So her mom moved the TV from my office into her room.
Then a remarkable thing happened I can only attribute to painkilling drugs and a severely weakened condition: Tori gave me control of the remote.
And I switched from VH1 to the Olympics.
Normally this would result in our going to separate corners, but Tori wanted company, and I wanted my TV, so there we were, locked on the island together.
For a week we watched the O-Games.
For an old reformed sportswriter, it doesn't get much better. I phased out explaining math to Tori in fourth grade, but I could explain rally scoring, the difference in men's and women's gymnastics events, what the coxswain does, the importance of qualifying in the middle lanes for the sprints, why Bob Costas is overbearing ...
Everything from covering those nine Olympics came rushing out.
You name it, we watched it. Rowing, swimming, gymnastics, track and field, diving, volleyball, beach volleyball, more gymnastics, BMX racing, basketball, boxing, equestrian.

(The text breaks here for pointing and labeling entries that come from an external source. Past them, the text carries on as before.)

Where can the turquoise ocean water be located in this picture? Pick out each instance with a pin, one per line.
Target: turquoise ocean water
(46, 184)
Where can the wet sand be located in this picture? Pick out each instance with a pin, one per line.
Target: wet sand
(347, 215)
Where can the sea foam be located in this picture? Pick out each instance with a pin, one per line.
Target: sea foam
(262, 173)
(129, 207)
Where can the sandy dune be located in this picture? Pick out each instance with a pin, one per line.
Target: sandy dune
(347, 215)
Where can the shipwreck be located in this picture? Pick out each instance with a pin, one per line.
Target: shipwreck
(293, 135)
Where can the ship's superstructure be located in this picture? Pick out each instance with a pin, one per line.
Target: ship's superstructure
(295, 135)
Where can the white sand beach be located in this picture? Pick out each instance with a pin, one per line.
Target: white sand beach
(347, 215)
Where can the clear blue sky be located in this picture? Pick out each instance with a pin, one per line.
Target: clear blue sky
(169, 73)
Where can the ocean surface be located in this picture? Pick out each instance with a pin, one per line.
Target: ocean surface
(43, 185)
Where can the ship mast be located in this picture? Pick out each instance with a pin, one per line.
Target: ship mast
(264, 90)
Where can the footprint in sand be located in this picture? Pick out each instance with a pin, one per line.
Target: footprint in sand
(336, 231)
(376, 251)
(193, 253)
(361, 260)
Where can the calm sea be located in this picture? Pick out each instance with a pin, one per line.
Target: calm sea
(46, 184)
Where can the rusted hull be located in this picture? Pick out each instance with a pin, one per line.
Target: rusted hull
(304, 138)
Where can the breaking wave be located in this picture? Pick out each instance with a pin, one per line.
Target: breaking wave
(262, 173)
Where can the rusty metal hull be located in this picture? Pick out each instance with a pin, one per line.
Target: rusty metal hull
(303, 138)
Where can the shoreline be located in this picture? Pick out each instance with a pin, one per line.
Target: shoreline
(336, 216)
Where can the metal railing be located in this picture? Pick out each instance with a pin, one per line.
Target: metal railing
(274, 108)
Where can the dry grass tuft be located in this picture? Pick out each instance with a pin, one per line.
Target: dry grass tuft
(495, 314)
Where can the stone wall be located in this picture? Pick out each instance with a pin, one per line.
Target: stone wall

The cynic in me occasionally emerged. When Dara Torres won swimming medals at the age of 41, I couldn't help but say, "Wonder what she's using." Same with sprinter Usain Bolt. I can't watch athletic performances that look too good to be true and not think they are too good to be true. Covering Ben "Ban" Johnson in Seoul tainted me forever. When I see Bolt making the rest of the world's top sprinters look foolish, I remember Johnson making the rest of the world's top sprinters look foolish in 1988 just before he was caught using steroids.
Tori looked at me like I'd just exposed the Tooth Fairy. Again.
"You mean you think they're all cheating?" she asked.
"Well," I managed, "not all of them."
She rolled her eyes.
On the non-cynical front, I pointed out what I consider the greatest part about watching the Olympics on television greater even than the lack of crowds, air conditioning, soft seats and Cheetos whenever you want them. It is when the cameras zoom in on the winners and the losers. The expression that comes over an Olympic athlete at the moment of triumph after four years of waiting and training and hoping is as pure and unbridled as joy gets, just as the look on the face of those who come up short is a portrait of utter despair. You can see this at the stadium, from the press box, but not in the upclose detail you can see in your TV room from 10,000 miles away.
You cannot put those emotions into words, although Bob Costas keeps trying.